Opscheppen, overdrijven en verdraaien
Dat wil zeggen via opscheppen, overdrijven en verdraaien zich een superieure positie ten opzichte van anderen aanmeten. En dat paren aan een bijna onbevredigbare behoefte aan bewondering en respect en een heftige allergie en agressie tegen alles dat falen, verliezen of ‘het fout hebben’ suggereert.
In volgende decennia zijn zulke eigenaardigheden in zijn gedrag en optreden alleen maar pregnanter en meer ontwrichtend geworden, tot op het pathologische af. Een voorbeeld van een uitspraak, een van de vele, met een dergelijke inhoud: ‘Ik kan deze verkiezingen alleen maar verliezen als de andere partij bedrog pleegt.’
Een van de meest invloedrijke denkers ooit op het gebied van machtspolitiek de Italiaan Niccolò Machiavelli (1469-1527), beschrijft in zijn hoofdwerk De Vorst dat arrogantie uit twee impulsen voortkomt, te weten een overschatting van de eigen bekwaamheden en een onderschatting van de bekwaamheden van de tegenstander.
Beledigen en vernederen
De gecombineerde werking van die twee impulsen brengt de arrogante persoon er gemakkelijk toe om de tegenstander te beledigen en proberen te vernederen. Dat is politiek gezien dom, aldus Machiavelli, omdat het arrogante optreden ‘geen kracht van de vijand afneemt en op geen enkele manier tegenhoudt’ maar deze alleen maar ‘een grotere hekel aan jou doet krijgen en hem meer vastbesloten maakt jou schade toe te brengen’.

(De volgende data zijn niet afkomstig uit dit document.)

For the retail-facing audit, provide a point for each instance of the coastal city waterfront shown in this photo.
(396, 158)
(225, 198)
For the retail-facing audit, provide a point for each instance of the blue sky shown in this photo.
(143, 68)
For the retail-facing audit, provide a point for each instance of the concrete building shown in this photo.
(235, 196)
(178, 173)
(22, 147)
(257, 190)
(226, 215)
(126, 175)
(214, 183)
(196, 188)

Maar ook jegens jezelf is het dom omdat de gewoonte van arrogantie je ertoe verleidt je ogen voor je eigen zwakheden te sluiten en je belet je nederig op te stellen waar nederigheid geboden is.

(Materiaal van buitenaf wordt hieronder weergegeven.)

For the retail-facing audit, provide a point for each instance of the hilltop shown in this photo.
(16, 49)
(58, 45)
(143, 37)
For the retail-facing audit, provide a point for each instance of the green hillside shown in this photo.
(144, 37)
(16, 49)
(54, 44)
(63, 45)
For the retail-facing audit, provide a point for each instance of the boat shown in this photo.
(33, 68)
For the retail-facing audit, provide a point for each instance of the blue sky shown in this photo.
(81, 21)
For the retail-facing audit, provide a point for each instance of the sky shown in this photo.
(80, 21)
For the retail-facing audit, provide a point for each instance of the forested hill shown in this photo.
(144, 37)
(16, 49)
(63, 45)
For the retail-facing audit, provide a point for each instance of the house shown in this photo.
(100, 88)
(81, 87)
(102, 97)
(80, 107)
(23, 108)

Mijn leermeester, de grote Amerikaanse psychotherapeut Albert Ellis, drukte dat in twee gevleugelde ironische uitspraken als volgt uit. 1) ‘Er zijn nogal wat hanen die denken dat de zonsopgang aan hun kraaien te danken is.’’ En 2) ‘Nederigheid is het einde van de neurose’ (lees: stoornis).
Vandaar zijn herhaaldelijk advies aan leiders om duurzaam maatregelen tegen de eigen arrogantie te nemen. Zo’n maatregel is bijvoorbeeld iemand aanstellen met als hoofdtaak om jou, als leider in politiek of bedrijfsleven, bewust te blijven maken van (mogelijke) arrogantie in je uitspraken en gedrag.
Vooral in gedrag. Want zoals Friedrich Schiller (1759-1805), schrijver van het Europese Volkslied, ooit uitriep: ‘De verschrikkelijkste van alle verschrikkingen is de mens in zijn arrogantie’.